None of the “Harry Potter” movies has ever received an acting nomination. None has been nominated for Best Picture, Best Director, or Best Adapted Screenplay. “Harry Potter and the Sorcerer’s Stone” was nominated for Best Art Direction, Costumes and Score. “Harry Potter and the Prisoner of Azkaban” was nominated for Best Visual Effects and Score. “Harry Potter and the Goblet of Fire” was nominated for Best Art Direction. “Harry Potter and the Half-Blood Prince” was nominated for Best Cinematography. “Harry Potter and the Deathly Hallows—Part 1” was nominated for Best Visual Effects and Best Art Direction.

And how many Oscars has the series won, you may wonder.

None. Not a single Oscar has been awarded to the highest-grossing film franchise in history.

Genre pictures have never done well with the Academy. Only 12 westerns have been nominated, including last year’s “True Grit,” and to date only 3 (“Cimarron,” “Dances With Wolves” and “Unforgiven”) have won. The Academy does not yet treat science fiction, let alone comic book adaptations with respect. Few science fiction movies have ever been nominated for Best Picture. None have won. Fantasy has fared slightly better, partly due to the “Lord of the Rings” movies. No comic book adaptation has yet been nominated for Best Picture.

Alfred Hitchcock was largely perceived as a technical whiz whose films lacked depth. And he too was perceived as a genre director, although his field, the suspense thriller, is treated with slightly more respect now than when he was making them. (“Silence of the Lambs” did Best Picture. Hitchcock’s “Rebecca” also won Best Picture, in 1940, although the Academy may not have considered that a thriller.)

The expanded slate of Best Picture nominees (there used to be only five) is largely a response to the well-deserved criticism received by the Academy after Christopher Nolan’s “The Dark Knight” received paltry nominations. Nolan may be the new Hitchcock. Last year’s “Inception” was nominated for 8 Academy Awards: Best Picture, Best Original Screenplay (by Christopher Nolan), Art Direction, Cinematography (Wally Pfister), Best Score, Sound Mixing and Sound Editing, and Best Visual Effects, winning the awards for Best Cinematography, Sound Mixing, Sound Editing and Visual Effects. And that was the best any Nolan movie had ever done.
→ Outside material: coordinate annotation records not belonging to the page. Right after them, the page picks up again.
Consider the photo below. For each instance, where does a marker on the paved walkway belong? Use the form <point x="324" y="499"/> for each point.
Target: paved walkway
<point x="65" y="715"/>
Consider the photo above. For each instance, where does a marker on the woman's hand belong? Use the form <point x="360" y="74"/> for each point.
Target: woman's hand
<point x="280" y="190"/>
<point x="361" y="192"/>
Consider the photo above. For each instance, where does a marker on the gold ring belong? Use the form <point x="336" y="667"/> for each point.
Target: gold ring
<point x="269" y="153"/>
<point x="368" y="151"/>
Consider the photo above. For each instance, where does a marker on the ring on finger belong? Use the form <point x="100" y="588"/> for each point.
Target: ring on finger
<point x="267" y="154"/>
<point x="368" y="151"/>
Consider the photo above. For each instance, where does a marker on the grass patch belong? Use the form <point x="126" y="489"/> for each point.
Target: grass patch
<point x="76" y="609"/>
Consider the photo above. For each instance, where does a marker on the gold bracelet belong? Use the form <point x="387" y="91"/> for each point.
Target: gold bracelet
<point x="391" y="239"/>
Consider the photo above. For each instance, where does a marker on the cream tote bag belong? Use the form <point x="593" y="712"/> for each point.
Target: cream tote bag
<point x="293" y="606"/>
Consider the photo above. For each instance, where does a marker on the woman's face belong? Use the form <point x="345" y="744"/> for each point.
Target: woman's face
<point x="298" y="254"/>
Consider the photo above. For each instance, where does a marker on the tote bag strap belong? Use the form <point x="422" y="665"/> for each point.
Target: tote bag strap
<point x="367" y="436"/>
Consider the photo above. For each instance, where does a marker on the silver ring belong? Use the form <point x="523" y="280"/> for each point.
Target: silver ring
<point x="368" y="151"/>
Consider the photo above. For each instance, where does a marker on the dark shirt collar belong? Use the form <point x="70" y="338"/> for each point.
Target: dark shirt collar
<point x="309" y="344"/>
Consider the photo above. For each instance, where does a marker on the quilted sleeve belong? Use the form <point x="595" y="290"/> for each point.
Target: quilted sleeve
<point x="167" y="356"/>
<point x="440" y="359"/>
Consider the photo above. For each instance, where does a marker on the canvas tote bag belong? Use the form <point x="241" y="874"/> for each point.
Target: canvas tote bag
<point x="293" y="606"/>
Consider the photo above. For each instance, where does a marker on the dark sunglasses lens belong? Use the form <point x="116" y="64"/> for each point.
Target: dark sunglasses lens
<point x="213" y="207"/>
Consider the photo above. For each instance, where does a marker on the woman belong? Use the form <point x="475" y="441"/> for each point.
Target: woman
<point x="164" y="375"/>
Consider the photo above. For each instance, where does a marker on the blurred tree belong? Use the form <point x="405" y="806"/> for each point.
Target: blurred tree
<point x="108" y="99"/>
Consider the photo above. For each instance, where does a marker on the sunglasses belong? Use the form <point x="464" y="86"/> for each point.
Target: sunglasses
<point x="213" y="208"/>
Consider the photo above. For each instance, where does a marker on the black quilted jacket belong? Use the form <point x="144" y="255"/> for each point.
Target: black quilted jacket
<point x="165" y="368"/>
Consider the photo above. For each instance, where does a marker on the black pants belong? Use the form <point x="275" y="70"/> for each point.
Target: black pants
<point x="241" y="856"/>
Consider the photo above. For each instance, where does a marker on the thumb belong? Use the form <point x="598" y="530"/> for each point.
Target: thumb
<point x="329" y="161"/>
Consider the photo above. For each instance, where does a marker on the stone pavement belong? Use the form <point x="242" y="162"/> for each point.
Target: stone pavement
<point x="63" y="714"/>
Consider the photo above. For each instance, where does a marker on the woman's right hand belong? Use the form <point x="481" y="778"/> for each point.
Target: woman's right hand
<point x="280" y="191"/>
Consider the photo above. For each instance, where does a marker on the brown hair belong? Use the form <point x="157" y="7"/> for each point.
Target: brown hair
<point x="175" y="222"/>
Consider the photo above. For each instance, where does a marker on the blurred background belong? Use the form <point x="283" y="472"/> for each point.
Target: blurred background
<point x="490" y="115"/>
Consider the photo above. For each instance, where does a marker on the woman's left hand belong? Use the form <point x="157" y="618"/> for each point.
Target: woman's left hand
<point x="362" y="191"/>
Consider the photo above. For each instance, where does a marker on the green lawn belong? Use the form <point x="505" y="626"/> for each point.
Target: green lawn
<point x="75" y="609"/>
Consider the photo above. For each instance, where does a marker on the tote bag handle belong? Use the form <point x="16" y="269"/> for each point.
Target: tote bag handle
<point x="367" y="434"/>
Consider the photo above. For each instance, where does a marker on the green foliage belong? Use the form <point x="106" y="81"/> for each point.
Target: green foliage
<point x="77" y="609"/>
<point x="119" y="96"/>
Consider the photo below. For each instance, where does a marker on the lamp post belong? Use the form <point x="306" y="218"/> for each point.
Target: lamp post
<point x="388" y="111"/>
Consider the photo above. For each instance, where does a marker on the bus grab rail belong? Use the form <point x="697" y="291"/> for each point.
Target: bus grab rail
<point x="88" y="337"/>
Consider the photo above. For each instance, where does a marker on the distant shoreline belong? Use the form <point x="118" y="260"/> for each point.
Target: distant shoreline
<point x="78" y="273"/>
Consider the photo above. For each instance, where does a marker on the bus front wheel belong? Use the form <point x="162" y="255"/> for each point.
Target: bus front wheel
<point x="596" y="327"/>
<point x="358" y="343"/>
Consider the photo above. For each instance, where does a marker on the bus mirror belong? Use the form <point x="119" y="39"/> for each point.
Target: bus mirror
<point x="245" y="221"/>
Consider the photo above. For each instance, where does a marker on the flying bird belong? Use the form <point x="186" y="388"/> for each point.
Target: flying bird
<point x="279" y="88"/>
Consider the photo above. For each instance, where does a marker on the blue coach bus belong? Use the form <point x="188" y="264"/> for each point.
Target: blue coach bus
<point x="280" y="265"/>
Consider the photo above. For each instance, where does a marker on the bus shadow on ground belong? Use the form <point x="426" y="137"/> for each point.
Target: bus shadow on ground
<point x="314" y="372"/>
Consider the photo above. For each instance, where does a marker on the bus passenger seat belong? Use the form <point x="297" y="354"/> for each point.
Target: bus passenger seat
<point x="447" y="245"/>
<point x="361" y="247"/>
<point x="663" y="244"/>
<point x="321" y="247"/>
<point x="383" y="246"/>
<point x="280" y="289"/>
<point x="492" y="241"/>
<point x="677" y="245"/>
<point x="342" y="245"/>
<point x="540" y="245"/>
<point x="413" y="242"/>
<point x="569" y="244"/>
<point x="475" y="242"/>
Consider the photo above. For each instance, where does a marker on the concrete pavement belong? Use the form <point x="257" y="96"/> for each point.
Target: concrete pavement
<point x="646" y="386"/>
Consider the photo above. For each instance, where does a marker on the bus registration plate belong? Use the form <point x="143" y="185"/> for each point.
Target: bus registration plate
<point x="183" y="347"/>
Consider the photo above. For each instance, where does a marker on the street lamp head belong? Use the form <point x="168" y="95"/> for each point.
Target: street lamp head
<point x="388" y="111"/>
“The Wizard of Oz” won Oscars for its score and Best Song. That was it. (Of course it was up against “Gone with the Wind.”) “The Exorcist” won Oscars for sound and Best Adapted Screenplay. Julie Andrews did win an Oscar for “Mary Poppins,” partly because voters were so outraged over the fact that the creator of the role of Eliza Doolittle in “My Fair Lady” was passed over for the role in the movie. She was going to get an Oscar thrown at her as soon as possible. “Mary Poppins” also won four other Oscars, most of them for music, with an award for visual effects. “It’s a Wonderful Life” was nominated for four Oscars, and didn’t win any. 1933’s “King Kong,” one of the most iconic movies ever made, wasn’t nominated for a single Oscar. No, not even special effects.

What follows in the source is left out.